A pouco e pouco o sol apareceu. E o calor começou. A subida era difícil. Durante umas duas léguas, num caminho áspero e escorregadio, só fizemos subir. Quando chegamos ao topo do monte - o chapadão da Matutina –, pudemos descortinar toda a estrada feita, desde o arraial onde pousáramos até as montanhas mais distantes, que encerravam, em círculo, o imenso vale.
— Não lhe disse que a dor passaria quando estivéssemos na estrada? Não há dor que resista a essa beleza, Joaquina.” (QUEIROZ, 1987. p. 161).

“Estendi as peças de roupa no quintal e continuei a abrir arcas e canastras. Deixei por último a canastra dos livros e papéis. Encontrei dois cadernos em que começara a rabiscar as primeiras letras, um caderno de Caligrafia, um livro de Gramática e um de História. Todos destruídos pelas traças. Havia ainda um embrulho com os dizeres: Para Joaquina, filha de Joaquim José. Abri-o. Mais livros e papéis. Os livros: Tratado de cirurgia dos pobres, Tratado das febres intermitentes, Elementos de medicina prática, Dicionário Francês e Latino de Medicina, Manual do moço praticante de cirurgia, Segredos das Artes e Ofícios, Conhecimento prático dos remédios, Enfermidades dos exércitos, Compêndio de Botânica, Conservação da saúde dos povos, Coleção dos remédios fáceis e domésticos, Compêndio de História Natural, Tratado de Mineralogia. Todos intactos. O papel, tratado com verniz e cera, protegera-os contra as traças e o cupim.” (QUEIROZ, 1987. p. 191).

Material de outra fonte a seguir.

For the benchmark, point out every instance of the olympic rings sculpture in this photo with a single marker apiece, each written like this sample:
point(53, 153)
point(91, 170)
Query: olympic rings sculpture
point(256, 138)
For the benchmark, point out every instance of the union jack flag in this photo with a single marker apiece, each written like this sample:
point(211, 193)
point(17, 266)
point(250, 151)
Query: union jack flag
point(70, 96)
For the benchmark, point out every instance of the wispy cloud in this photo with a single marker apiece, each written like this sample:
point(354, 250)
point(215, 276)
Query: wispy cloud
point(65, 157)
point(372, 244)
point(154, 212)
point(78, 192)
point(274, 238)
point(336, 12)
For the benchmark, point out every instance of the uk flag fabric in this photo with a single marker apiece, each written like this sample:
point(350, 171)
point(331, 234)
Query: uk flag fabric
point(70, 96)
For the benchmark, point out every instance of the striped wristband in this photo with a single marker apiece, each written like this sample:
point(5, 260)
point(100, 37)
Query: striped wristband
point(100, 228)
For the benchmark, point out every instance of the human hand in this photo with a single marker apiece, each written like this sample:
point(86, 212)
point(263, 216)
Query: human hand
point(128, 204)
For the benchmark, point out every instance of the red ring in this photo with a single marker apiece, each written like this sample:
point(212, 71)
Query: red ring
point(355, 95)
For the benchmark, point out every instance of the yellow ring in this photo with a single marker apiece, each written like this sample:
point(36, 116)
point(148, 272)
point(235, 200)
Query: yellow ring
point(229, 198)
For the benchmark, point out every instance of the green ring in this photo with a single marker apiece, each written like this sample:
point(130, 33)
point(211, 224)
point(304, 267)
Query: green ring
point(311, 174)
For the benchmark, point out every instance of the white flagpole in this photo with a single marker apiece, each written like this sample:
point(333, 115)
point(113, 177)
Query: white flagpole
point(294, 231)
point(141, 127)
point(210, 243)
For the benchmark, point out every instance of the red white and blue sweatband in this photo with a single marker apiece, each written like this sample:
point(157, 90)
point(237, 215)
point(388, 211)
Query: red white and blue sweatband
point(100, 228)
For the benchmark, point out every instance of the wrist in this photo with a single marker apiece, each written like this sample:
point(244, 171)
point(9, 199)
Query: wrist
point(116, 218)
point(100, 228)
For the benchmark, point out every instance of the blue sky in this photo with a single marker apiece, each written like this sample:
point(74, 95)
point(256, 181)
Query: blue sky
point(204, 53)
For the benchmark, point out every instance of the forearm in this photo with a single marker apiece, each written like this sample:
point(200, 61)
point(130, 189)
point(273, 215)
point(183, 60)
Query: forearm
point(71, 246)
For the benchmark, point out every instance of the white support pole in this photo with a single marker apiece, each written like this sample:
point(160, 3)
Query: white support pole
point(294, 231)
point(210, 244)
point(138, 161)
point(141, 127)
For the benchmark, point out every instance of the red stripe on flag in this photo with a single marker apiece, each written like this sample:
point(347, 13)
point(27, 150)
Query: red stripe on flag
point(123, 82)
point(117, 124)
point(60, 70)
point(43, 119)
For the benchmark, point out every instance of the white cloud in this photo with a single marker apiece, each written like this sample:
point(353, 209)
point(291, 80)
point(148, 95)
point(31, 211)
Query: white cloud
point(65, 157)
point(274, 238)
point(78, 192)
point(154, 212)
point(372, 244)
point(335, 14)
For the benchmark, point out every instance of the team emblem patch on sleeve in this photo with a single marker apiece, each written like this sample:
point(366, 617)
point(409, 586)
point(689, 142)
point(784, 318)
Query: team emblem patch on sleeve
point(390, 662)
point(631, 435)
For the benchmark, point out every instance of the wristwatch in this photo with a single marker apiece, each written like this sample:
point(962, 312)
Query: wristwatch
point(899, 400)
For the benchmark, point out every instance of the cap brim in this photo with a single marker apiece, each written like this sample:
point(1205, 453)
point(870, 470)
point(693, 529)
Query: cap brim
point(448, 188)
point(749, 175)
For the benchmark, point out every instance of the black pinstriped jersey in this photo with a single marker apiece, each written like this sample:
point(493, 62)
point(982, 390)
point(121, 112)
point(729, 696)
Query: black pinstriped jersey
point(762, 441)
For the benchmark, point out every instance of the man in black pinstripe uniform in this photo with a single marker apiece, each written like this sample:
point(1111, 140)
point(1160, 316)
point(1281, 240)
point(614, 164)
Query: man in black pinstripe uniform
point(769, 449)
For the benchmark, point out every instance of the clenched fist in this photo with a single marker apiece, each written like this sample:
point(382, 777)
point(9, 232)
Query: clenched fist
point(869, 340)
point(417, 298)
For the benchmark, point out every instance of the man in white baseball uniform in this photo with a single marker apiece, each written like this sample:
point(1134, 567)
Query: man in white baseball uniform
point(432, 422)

“O Mal só vem daqueles que nada fazem por mal. É sempre assim. Enfim, nada mais sei para ensinar a você. Sua educação está terminada. E sua instrução já é de sobejo. Você pode levantar os olhos. Pode levantar a voz. Eu estou cansada. Muito cansada. Passei a vida com os olhos baixos. Conheço as pedras das calçadas de Vila Rica e de Antônio Dias. Conheci as tábuas e o chão da casa do Alferes, da casa da minha mãe na Rua da Ponte Seca, da fazenda do Senhor Anacleto e de todas essas casas por onde passamos. Isso me pesa. Só levanto os olhos quando a revolta arrebenta. Só levanto a voz quando me vem vontade de ferir e matar.” (QUEIROZ, 1987. p 196).